DOPO IL LOCKDOWN, AMELIA SQUILLACE INVITA TUTTI AL “CAFFE’ GAMBRINUS” CON IL SUO NUOVO ROMANZO

Amelia Squillace, classe 1954, napoletana trapiantata a Ruvo del Monte, già finalista al 2° posto per la narrativa inedita, col racconto “L’acqua colorata”, al “Concorso artistico-letterario internazionale Engel von Bergeiche”, nel 2014, è tornata in libreria con la sua terza pubblicazione: “Caffè Gambrinus” (Delta 3 edizioni, Grottaminarda, giugno 2020, euro 10). Si tratta di un testo molto “smart” di sole 113 pagine, scritto in un registro linguistico essenziale, privo di sofismi e arzigogoli, che attinge alla realtà effettuale senza infingimenti. Infatti, il Caffè Gambrinus, che dà il titolo altisonante e l’input al romanzo, esiste veramente, è situato nella famosissima via Chiaia del quartiere omonimo di Napoli, ed è tra i primi dieci caffè storici d’Italia, dove <<seduti, aspettando una sfogliatella calda, ti avvolge un profumo e un aroma per la qualità del caffè che ti è servito (…)>>(pag. 7), da sempre frequentato da grandi attori, registi, cantanti, regnanti, Presidenti della Repubblica e poeti, come Gabriele D’Annunzio, che durante il suo soggiorno nella città partenopea, proprio lì scrisse con la matita, sui marmi dei tavoli, la famosa canzone in dialetto napoletano “La vucchella”, poi incisa dal grande Enrico Caruso.

I moduli espressivi, in effetti, sono scevri da inutili circonlocuzioni o giri di parole. I barbarismi sono quasi totalmente assenti, ben sostituiti da una lessicografia nazionale, autoctona, che facilita e velocizza la lettura tutta d’un fiato del testo, all’interno del quale, come a pag. 20, si alternano narrazione e poesia: << Scrivo./ Scrivo di me,/scrivo di te,/scrivo d’inchiostro,/scrivo con tasti./Catturo parole, /catturo pensieri, catturo la pioggia,/catturo la luna (…)>>. Una giustapposizione in un contesto autobiografico nudo e crudo che non lascia spazio alla mitopoiesi.

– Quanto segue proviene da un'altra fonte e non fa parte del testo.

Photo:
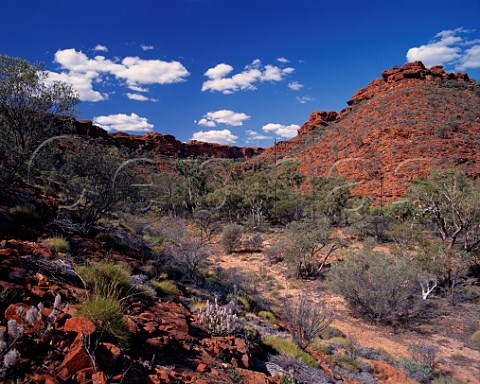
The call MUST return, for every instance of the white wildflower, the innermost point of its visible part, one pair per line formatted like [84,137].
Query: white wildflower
[15,331]
[10,359]
[31,316]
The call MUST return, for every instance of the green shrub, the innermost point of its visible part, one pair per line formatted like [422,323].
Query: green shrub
[380,286]
[107,314]
[289,348]
[166,288]
[345,362]
[244,302]
[475,338]
[59,244]
[107,280]
[269,316]
[231,236]
[26,215]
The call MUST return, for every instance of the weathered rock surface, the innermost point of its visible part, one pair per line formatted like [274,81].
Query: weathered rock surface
[397,128]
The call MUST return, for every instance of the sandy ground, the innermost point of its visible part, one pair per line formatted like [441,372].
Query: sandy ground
[453,355]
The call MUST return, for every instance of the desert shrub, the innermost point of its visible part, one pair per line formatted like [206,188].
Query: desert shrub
[275,252]
[166,288]
[189,254]
[346,362]
[296,371]
[289,348]
[231,237]
[219,319]
[59,244]
[254,242]
[206,222]
[269,316]
[245,302]
[306,320]
[107,280]
[26,215]
[380,286]
[419,372]
[475,338]
[107,314]
[309,247]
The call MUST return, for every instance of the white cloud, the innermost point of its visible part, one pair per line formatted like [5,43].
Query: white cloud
[139,97]
[221,137]
[246,80]
[123,123]
[100,47]
[287,131]
[136,88]
[224,116]
[254,135]
[304,99]
[295,86]
[81,71]
[471,58]
[82,82]
[448,48]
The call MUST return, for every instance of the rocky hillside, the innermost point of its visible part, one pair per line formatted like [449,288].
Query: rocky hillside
[395,129]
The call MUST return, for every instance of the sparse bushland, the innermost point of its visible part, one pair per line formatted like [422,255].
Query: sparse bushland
[231,237]
[288,348]
[59,244]
[306,320]
[382,287]
[310,247]
[165,288]
[107,313]
[107,280]
[448,205]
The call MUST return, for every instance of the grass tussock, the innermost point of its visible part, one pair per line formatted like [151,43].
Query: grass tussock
[289,348]
[107,280]
[59,244]
[107,314]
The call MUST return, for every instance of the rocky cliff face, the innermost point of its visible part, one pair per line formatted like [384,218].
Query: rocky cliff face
[395,129]
[166,145]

La genuinità del racconto, Leit-motiv della propria esistenza, articolata in una “first” ed una “second life”, corrispondenti, rispettivamente, alle prime nozze (napoletane) e al 2° matrimonio (ruvese), fa della Squillace una narratrice naif schietta e originale il cui verismo, come tra vasi comunicanti, si fonde alla fiction senza soluzione di continuità, dando voce ad un “io narrante” credibile e coinvolgente che supera i confini della realtà romanzesca.

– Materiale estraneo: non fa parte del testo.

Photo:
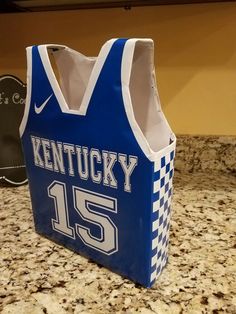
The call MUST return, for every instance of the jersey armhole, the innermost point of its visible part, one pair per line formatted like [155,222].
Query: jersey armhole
[28,93]
[142,105]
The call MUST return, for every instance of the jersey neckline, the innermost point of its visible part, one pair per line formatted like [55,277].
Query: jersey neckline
[43,52]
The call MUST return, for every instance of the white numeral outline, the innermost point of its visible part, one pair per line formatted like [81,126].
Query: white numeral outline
[86,213]
[61,224]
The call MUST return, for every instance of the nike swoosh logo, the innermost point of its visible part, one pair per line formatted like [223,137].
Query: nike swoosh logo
[39,109]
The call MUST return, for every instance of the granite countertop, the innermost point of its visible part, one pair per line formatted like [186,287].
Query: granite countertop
[37,276]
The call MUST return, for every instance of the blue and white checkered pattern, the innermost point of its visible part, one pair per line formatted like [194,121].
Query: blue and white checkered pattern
[163,175]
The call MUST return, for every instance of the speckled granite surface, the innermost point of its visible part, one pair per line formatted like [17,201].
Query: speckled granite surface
[38,276]
[206,153]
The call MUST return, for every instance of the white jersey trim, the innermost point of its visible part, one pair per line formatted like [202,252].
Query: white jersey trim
[92,80]
[28,93]
[125,79]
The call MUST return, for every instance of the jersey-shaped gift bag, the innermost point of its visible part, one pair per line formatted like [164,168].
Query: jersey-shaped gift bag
[99,155]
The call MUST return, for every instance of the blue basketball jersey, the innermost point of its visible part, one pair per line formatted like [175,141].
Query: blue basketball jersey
[99,155]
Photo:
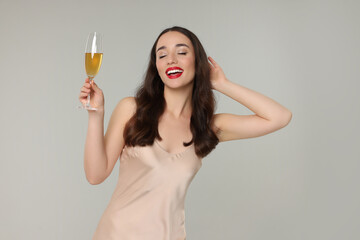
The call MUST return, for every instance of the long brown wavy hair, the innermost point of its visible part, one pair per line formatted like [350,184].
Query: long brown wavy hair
[142,128]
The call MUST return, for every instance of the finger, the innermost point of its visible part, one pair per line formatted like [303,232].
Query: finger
[213,61]
[85,89]
[83,95]
[211,66]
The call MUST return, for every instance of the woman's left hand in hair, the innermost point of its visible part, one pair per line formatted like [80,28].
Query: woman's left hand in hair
[217,76]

Nonostante l’anagrafe dell’autrice non appartenga alla “millennial generation”, notevole è l’influenza dei “social” sull’interpunzione e sintassi. Tuttavia, absit iniuria verbo, il “punctum dolens” di questo romanzo “olistico” è rappresentato dal mancato “repulisti” dei refusi presenti, facilitati, come si sa, dalla scrittura elettronica “su tablet, seduta al tavolino del famoso locale”( come sembra confessare l’autrice stessa nell’incipit a pag.7), a causa dell’assenza, purtroppo, della figura decisiva dell’editor, in seno ai piccoli editori indipendenti. Ma ciò non inficia la godibilità e l’empatia che trasmette il plot narrativo, avvincente, al lettore di questo libro, che merita senz’altro un “caffè sospeso” proprio al Gambrinus (dove è nata questa tradizione, nel XIX sec.), ed un tuffo ristoratore nel golfo: ma quello di Squillace!

La presentazione in anteprima nazionale del romanzo, nel pieno rispetto delle misure anti Covid-19, è fissata al 23 luglio 2020, a Ruvo del Monte, presso il Centro sociale Arcobaleno, a cura del “Museo di Arte sacra, Civiltà contadina e Memoria storica ruvese”.